2 tablespoons olive oil 4 medium-size boneless chicken thighs, cut into 1-inch pieces 2 tablespoons flour Salt and pepper 2 tablespoons butter 1-1/2 cups sliced mushrooms 1 tablespoon minced garlic 1/2 cup dry white wine 1-1/2 cups chicken broth 1/2 teaspoon paprika 1/2 teaspoon dried thyme 3 to 4 ounces wide egg noodles 1/2 cup peas, thawed (optional) 1/2 cup sour cream 1 tablespoon fresh chopped parsley
Heat the olive oil in a large skillet over medium-high heat. Coat the chicken pieces with the flour and season with salt and pepper. Add the chicken to the skillet, spreading the pieces out so that they don't stick together. Cook about 6-7 minutes or until golden brown. Transfer the chicken to a bowl.

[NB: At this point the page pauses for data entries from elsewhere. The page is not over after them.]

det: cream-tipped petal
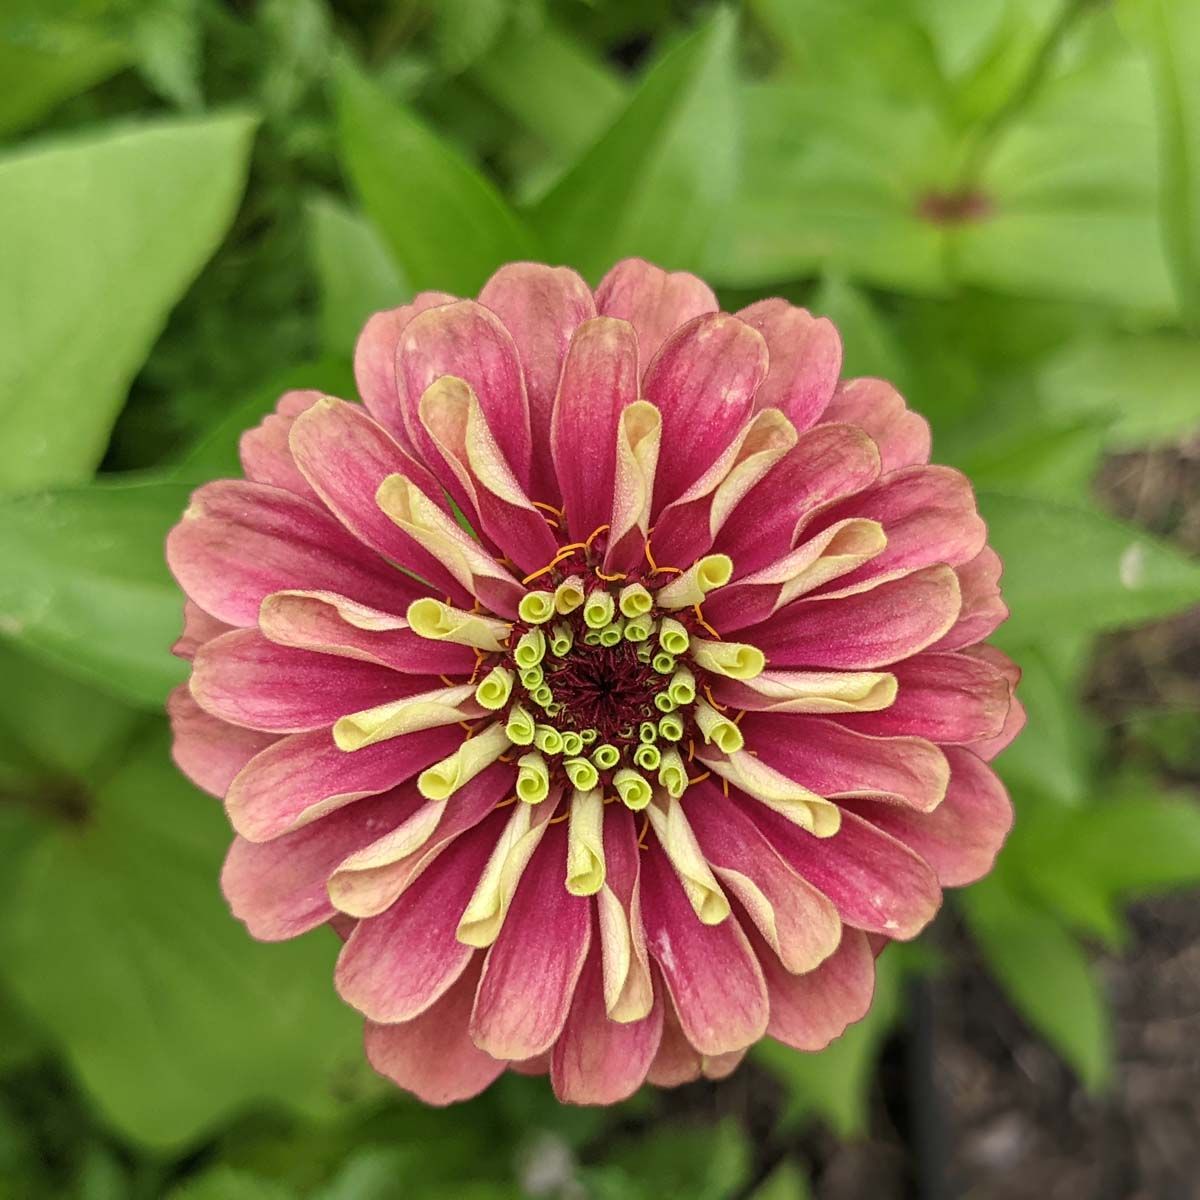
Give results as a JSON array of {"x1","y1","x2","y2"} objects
[
  {"x1": 505, "y1": 703, "x2": 536, "y2": 745},
  {"x1": 618, "y1": 583, "x2": 653, "y2": 618},
  {"x1": 418, "y1": 723, "x2": 511, "y2": 801},
  {"x1": 658, "y1": 748, "x2": 687, "y2": 798},
  {"x1": 605, "y1": 401, "x2": 662, "y2": 572},
  {"x1": 554, "y1": 575, "x2": 585, "y2": 613},
  {"x1": 518, "y1": 591, "x2": 556, "y2": 624},
  {"x1": 646, "y1": 796, "x2": 730, "y2": 925},
  {"x1": 691, "y1": 638, "x2": 766, "y2": 680},
  {"x1": 583, "y1": 590, "x2": 615, "y2": 629},
  {"x1": 714, "y1": 669, "x2": 898, "y2": 714},
  {"x1": 516, "y1": 752, "x2": 550, "y2": 803},
  {"x1": 475, "y1": 666, "x2": 515, "y2": 710},
  {"x1": 694, "y1": 700, "x2": 745, "y2": 755},
  {"x1": 701, "y1": 750, "x2": 842, "y2": 837},
  {"x1": 566, "y1": 787, "x2": 605, "y2": 896},
  {"x1": 655, "y1": 554, "x2": 733, "y2": 609},
  {"x1": 333, "y1": 685, "x2": 483, "y2": 751},
  {"x1": 613, "y1": 768, "x2": 652, "y2": 811},
  {"x1": 564, "y1": 757, "x2": 599, "y2": 791},
  {"x1": 514, "y1": 627, "x2": 547, "y2": 669},
  {"x1": 658, "y1": 617, "x2": 689, "y2": 656},
  {"x1": 406, "y1": 597, "x2": 510, "y2": 652}
]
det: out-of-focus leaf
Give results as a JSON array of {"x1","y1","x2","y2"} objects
[
  {"x1": 955, "y1": 40, "x2": 1175, "y2": 312},
  {"x1": 590, "y1": 1121, "x2": 751, "y2": 1200},
  {"x1": 0, "y1": 481, "x2": 193, "y2": 707},
  {"x1": 979, "y1": 491, "x2": 1200, "y2": 644},
  {"x1": 0, "y1": 726, "x2": 368, "y2": 1150},
  {"x1": 532, "y1": 8, "x2": 738, "y2": 279},
  {"x1": 962, "y1": 874, "x2": 1112, "y2": 1089},
  {"x1": 469, "y1": 19, "x2": 625, "y2": 159},
  {"x1": 0, "y1": 34, "x2": 128, "y2": 138},
  {"x1": 306, "y1": 195, "x2": 407, "y2": 356},
  {"x1": 430, "y1": 0, "x2": 509, "y2": 74},
  {"x1": 748, "y1": 1162, "x2": 813, "y2": 1200},
  {"x1": 167, "y1": 1167, "x2": 297, "y2": 1200},
  {"x1": 809, "y1": 276, "x2": 910, "y2": 386},
  {"x1": 1039, "y1": 333, "x2": 1200, "y2": 446},
  {"x1": 754, "y1": 948, "x2": 904, "y2": 1137},
  {"x1": 1138, "y1": 0, "x2": 1200, "y2": 324},
  {"x1": 132, "y1": 0, "x2": 203, "y2": 110},
  {"x1": 995, "y1": 644, "x2": 1095, "y2": 808},
  {"x1": 0, "y1": 113, "x2": 257, "y2": 495},
  {"x1": 174, "y1": 359, "x2": 356, "y2": 482},
  {"x1": 332, "y1": 56, "x2": 539, "y2": 295},
  {"x1": 714, "y1": 82, "x2": 951, "y2": 293}
]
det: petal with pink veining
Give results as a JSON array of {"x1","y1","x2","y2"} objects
[
  {"x1": 239, "y1": 390, "x2": 323, "y2": 499},
  {"x1": 364, "y1": 955, "x2": 504, "y2": 1105},
  {"x1": 167, "y1": 685, "x2": 277, "y2": 799},
  {"x1": 470, "y1": 821, "x2": 592, "y2": 1060},
  {"x1": 597, "y1": 806, "x2": 655, "y2": 1022},
  {"x1": 478, "y1": 263, "x2": 596, "y2": 500},
  {"x1": 167, "y1": 480, "x2": 421, "y2": 627},
  {"x1": 931, "y1": 546, "x2": 1009, "y2": 651},
  {"x1": 594, "y1": 258, "x2": 717, "y2": 365},
  {"x1": 225, "y1": 724, "x2": 461, "y2": 842},
  {"x1": 961, "y1": 645, "x2": 1025, "y2": 760},
  {"x1": 171, "y1": 600, "x2": 233, "y2": 661},
  {"x1": 821, "y1": 377, "x2": 931, "y2": 470},
  {"x1": 737, "y1": 298, "x2": 842, "y2": 430}
]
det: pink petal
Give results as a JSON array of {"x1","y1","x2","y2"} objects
[
  {"x1": 354, "y1": 292, "x2": 456, "y2": 448},
  {"x1": 741, "y1": 713, "x2": 948, "y2": 811},
  {"x1": 239, "y1": 390, "x2": 323, "y2": 499},
  {"x1": 336, "y1": 811, "x2": 502, "y2": 1022},
  {"x1": 167, "y1": 685, "x2": 277, "y2": 798},
  {"x1": 419, "y1": 379, "x2": 559, "y2": 572},
  {"x1": 550, "y1": 936, "x2": 663, "y2": 1104},
  {"x1": 643, "y1": 314, "x2": 769, "y2": 517},
  {"x1": 835, "y1": 651, "x2": 1011, "y2": 745},
  {"x1": 822, "y1": 378, "x2": 931, "y2": 471},
  {"x1": 759, "y1": 925, "x2": 876, "y2": 1051},
  {"x1": 805, "y1": 466, "x2": 986, "y2": 593},
  {"x1": 645, "y1": 990, "x2": 744, "y2": 1085},
  {"x1": 841, "y1": 748, "x2": 1013, "y2": 888},
  {"x1": 397, "y1": 300, "x2": 533, "y2": 490},
  {"x1": 639, "y1": 844, "x2": 769, "y2": 1056},
  {"x1": 225, "y1": 724, "x2": 462, "y2": 842},
  {"x1": 167, "y1": 480, "x2": 421, "y2": 627},
  {"x1": 288, "y1": 398, "x2": 469, "y2": 602},
  {"x1": 364, "y1": 955, "x2": 505, "y2": 1105},
  {"x1": 930, "y1": 546, "x2": 1009, "y2": 651},
  {"x1": 736, "y1": 299, "x2": 842, "y2": 430},
  {"x1": 688, "y1": 785, "x2": 842, "y2": 973},
  {"x1": 550, "y1": 317, "x2": 640, "y2": 543},
  {"x1": 744, "y1": 564, "x2": 962, "y2": 670},
  {"x1": 191, "y1": 628, "x2": 433, "y2": 732},
  {"x1": 961, "y1": 645, "x2": 1025, "y2": 760},
  {"x1": 594, "y1": 258, "x2": 718, "y2": 366},
  {"x1": 713, "y1": 424, "x2": 881, "y2": 577},
  {"x1": 257, "y1": 589, "x2": 473, "y2": 676},
  {"x1": 326, "y1": 763, "x2": 511, "y2": 918},
  {"x1": 470, "y1": 821, "x2": 592, "y2": 1060},
  {"x1": 171, "y1": 600, "x2": 233, "y2": 661},
  {"x1": 597, "y1": 806, "x2": 655, "y2": 1021},
  {"x1": 221, "y1": 786, "x2": 426, "y2": 941},
  {"x1": 748, "y1": 804, "x2": 942, "y2": 940},
  {"x1": 478, "y1": 263, "x2": 596, "y2": 501}
]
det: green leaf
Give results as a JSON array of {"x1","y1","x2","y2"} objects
[
  {"x1": 429, "y1": 0, "x2": 510, "y2": 74},
  {"x1": 979, "y1": 491, "x2": 1200, "y2": 644},
  {"x1": 593, "y1": 1120, "x2": 752, "y2": 1200},
  {"x1": 168, "y1": 1167, "x2": 298, "y2": 1200},
  {"x1": 0, "y1": 726, "x2": 369, "y2": 1150},
  {"x1": 754, "y1": 947, "x2": 905, "y2": 1137},
  {"x1": 531, "y1": 8, "x2": 739, "y2": 279},
  {"x1": 469, "y1": 19, "x2": 626, "y2": 160},
  {"x1": 1139, "y1": 0, "x2": 1200, "y2": 324},
  {"x1": 0, "y1": 480, "x2": 193, "y2": 708},
  {"x1": 0, "y1": 113, "x2": 257, "y2": 495},
  {"x1": 809, "y1": 276, "x2": 910, "y2": 385},
  {"x1": 332, "y1": 55, "x2": 539, "y2": 295},
  {"x1": 306, "y1": 194, "x2": 408, "y2": 357},
  {"x1": 748, "y1": 1162, "x2": 813, "y2": 1200},
  {"x1": 1039, "y1": 332, "x2": 1200, "y2": 446},
  {"x1": 962, "y1": 875, "x2": 1112, "y2": 1089}
]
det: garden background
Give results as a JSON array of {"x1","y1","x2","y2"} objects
[{"x1": 2, "y1": 0, "x2": 1200, "y2": 1196}]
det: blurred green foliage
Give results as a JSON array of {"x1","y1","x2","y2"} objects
[{"x1": 1, "y1": 0, "x2": 1199, "y2": 1196}]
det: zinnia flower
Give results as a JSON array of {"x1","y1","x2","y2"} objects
[{"x1": 166, "y1": 258, "x2": 1021, "y2": 1105}]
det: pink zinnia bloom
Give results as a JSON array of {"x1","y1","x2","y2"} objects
[{"x1": 166, "y1": 258, "x2": 1021, "y2": 1105}]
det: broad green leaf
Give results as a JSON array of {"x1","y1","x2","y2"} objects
[
  {"x1": 174, "y1": 359, "x2": 356, "y2": 483},
  {"x1": 0, "y1": 726, "x2": 368, "y2": 1149},
  {"x1": 470, "y1": 19, "x2": 625, "y2": 159},
  {"x1": 955, "y1": 39, "x2": 1175, "y2": 312},
  {"x1": 0, "y1": 113, "x2": 257, "y2": 496},
  {"x1": 1039, "y1": 332, "x2": 1200, "y2": 446},
  {"x1": 0, "y1": 34, "x2": 128, "y2": 139},
  {"x1": 962, "y1": 875, "x2": 1112, "y2": 1089},
  {"x1": 0, "y1": 480, "x2": 193, "y2": 707},
  {"x1": 754, "y1": 948, "x2": 904, "y2": 1137},
  {"x1": 978, "y1": 491, "x2": 1200, "y2": 644},
  {"x1": 306, "y1": 194, "x2": 408, "y2": 356},
  {"x1": 1139, "y1": 0, "x2": 1200, "y2": 324},
  {"x1": 332, "y1": 56, "x2": 539, "y2": 295},
  {"x1": 429, "y1": 0, "x2": 509, "y2": 74},
  {"x1": 168, "y1": 1169, "x2": 297, "y2": 1200},
  {"x1": 532, "y1": 8, "x2": 739, "y2": 279},
  {"x1": 748, "y1": 1162, "x2": 813, "y2": 1200},
  {"x1": 132, "y1": 0, "x2": 203, "y2": 110}
]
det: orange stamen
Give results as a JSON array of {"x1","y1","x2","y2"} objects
[
  {"x1": 693, "y1": 604, "x2": 721, "y2": 639},
  {"x1": 594, "y1": 568, "x2": 627, "y2": 582},
  {"x1": 585, "y1": 524, "x2": 610, "y2": 550},
  {"x1": 636, "y1": 811, "x2": 651, "y2": 850},
  {"x1": 548, "y1": 810, "x2": 570, "y2": 825},
  {"x1": 702, "y1": 684, "x2": 727, "y2": 712},
  {"x1": 687, "y1": 771, "x2": 711, "y2": 786}
]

Add the butter to the skillet. Add the mushrooms and cook for 7-8 minutes or until brown. Stir in the garlic and cook for 1 minute. Add the wine to deglaze the skillet and allow to reduce by half. Add the chicken broth, paprika, and thyme; bring to a simmer. Add the chicken back into the skillet along with the noodles. Season the mixture with salt and pepper. Cover and cook 10-12 minutes or until the noodles are tender. Stir in the peas (optional) and cook for 1 minute just to heat through. Remove from the heat and stir in the sour cream. Sprinkle with parsley and serve.
This is a delicious weeknight meal that is made in one skillet for easy clean-up. The flavors of the chicken combined with the the mushrooms, noodles and peas are so rich, you won't believe that it's a 30 minute dinner.